For Hicksflicks.com, Friday, June 7, 2019

EDITOR’S NOTE: ‘First Blood’ was a surprise hit 37 years ago, a ‘sleeper,’ in Hollywood parlance, meaning that it unexpectedly pulled ahead of the pack for a long and lucrative theatrical run — during the fall, the serious, Oscar-consideration season, no less. Now, each of the first three ‘Rambo’ movies has earned a 4K release from Lionsgate Home Entertainment, so here’s my review of the first film in the franchise, originally published in the Deseret News on Oct. 27, 1982.

“First Blood” appears to be Sylvester Stallone’s plunge into a new genre, the bigger-than-life action-adventure with a hero that is tight-lipped and indestructible.

It’s a good try, and Stallone the actor is more than capable.
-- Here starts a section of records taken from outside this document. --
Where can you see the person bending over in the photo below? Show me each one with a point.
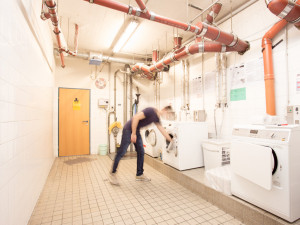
(131, 133)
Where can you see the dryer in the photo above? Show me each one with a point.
(153, 140)
(186, 152)
(265, 168)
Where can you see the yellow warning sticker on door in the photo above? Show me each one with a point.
(76, 104)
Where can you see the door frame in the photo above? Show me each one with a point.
(89, 117)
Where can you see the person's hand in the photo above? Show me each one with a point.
(133, 138)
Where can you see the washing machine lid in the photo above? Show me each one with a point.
(252, 162)
(151, 137)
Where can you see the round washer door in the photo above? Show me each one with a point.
(151, 137)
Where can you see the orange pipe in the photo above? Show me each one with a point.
(51, 5)
(268, 66)
(286, 9)
(202, 29)
(205, 46)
His performance, combined with some fabulous location photography in British Columbia and a few memorable high-pitched action sequences, make this picture occasionally exciting and even breathless — but when the smoke clears, which unfortunately happens before the movie is over, it’s obvious that this is a rather mindless exercise in violence.

Stallone co-wrote the script, and no doubt wants to see this picture finally put him over as a success in an area other than the “Rocky” series. It may happen, but moviegoers will have to turn off their brains and ignore an awful lot of plot holes.
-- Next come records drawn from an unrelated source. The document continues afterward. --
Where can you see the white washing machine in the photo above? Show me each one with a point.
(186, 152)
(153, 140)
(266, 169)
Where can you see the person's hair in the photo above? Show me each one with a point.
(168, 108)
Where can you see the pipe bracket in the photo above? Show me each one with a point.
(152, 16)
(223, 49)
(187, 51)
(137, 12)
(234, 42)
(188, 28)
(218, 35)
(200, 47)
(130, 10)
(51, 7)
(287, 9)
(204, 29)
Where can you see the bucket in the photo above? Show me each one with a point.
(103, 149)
The film begins with Vietnam veteran Stallone walking through an unidentified small mountain town after discovering that his only surviving war buddy has died of cancer due to exposure to Agent Orange in Nam. He’s on the edge and all it takes is for the small-town sheriff to push him a little too hard, and he’s over.
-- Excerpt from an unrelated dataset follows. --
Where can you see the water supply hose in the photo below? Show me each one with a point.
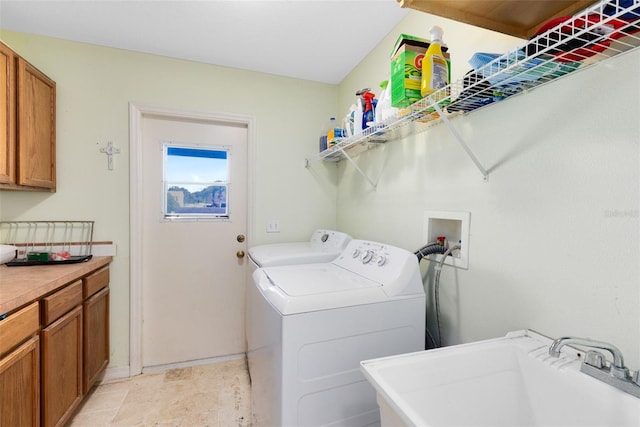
(428, 249)
(437, 291)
Sylvester Stallone, left, Brian Dennehy, 'First Blood'

The sheriff (Brian Dennehy, who was the father in “Split Image”) tells longhaired Stallone that his “kind” isn’t wanted around there. He drives Stallone to the outskirts of town, but when our hero refuses to leave, he’s thrown into jail. There, a sadistic deputy humiliates and tortures him, and Stallone finally cracks. He escapes and heads for the woods, where he puts to good use his guerilla warfare training as he’s tracked down by locals.

From there on it’s a mini-war — Stallone against the town that done him wrong. And despite some rather ridiculous turns in the jail (the deputies decide to shave him and clean him up with a straight razor and a fire hose), it’s an exciting beginning that promises more than it delivers.

As Stallone surprises his attackers one by one it begins to look more than a little like “Southern Comfort,” but then Stallone’s old Vietnam commander, Richard Crenna, drops in to inform the cops that only he can stop Stallone — and eventually Stallone comes down out of the woods to literally destroy the town with his bare hands.


One of the major problems with this picture is that Dennehy isn’t nasty enough to swing our sympathies 100 percent into Stallone’s corner. Oh, sure, he has some mighty mean deputies and some of them are rather trigger-happy and the National Guardsmen are idiots, but Dennehy himself comes off as rather sympathetic.

If he, and the other townsfolk, were painted as out-and-out bad guys, it would be a different story — but I began to feel sorry for the guy whose gas station was blown up and the motorcyclist who was clobbered and the innocent young deputy who spoke out against the cruelty of some of his colleagues. (This is an all-male cast, by the way.)

But Stallone … er, Rambo …. is indeed a bigger-than-life hero, more than capable in his string of action scenes and silent to a fault (he hardly puts two words together until his final speech, a ridiculous plea that would have made John Wayne proud). If this had made more sense it would have been an infinitely better film.

Rated R for violence and profanity, “First Blood” will satisfy the Charles Bronson-Clint Eastwood blood ’n’ guts crowd but when it’s over you may wonder why you bothered.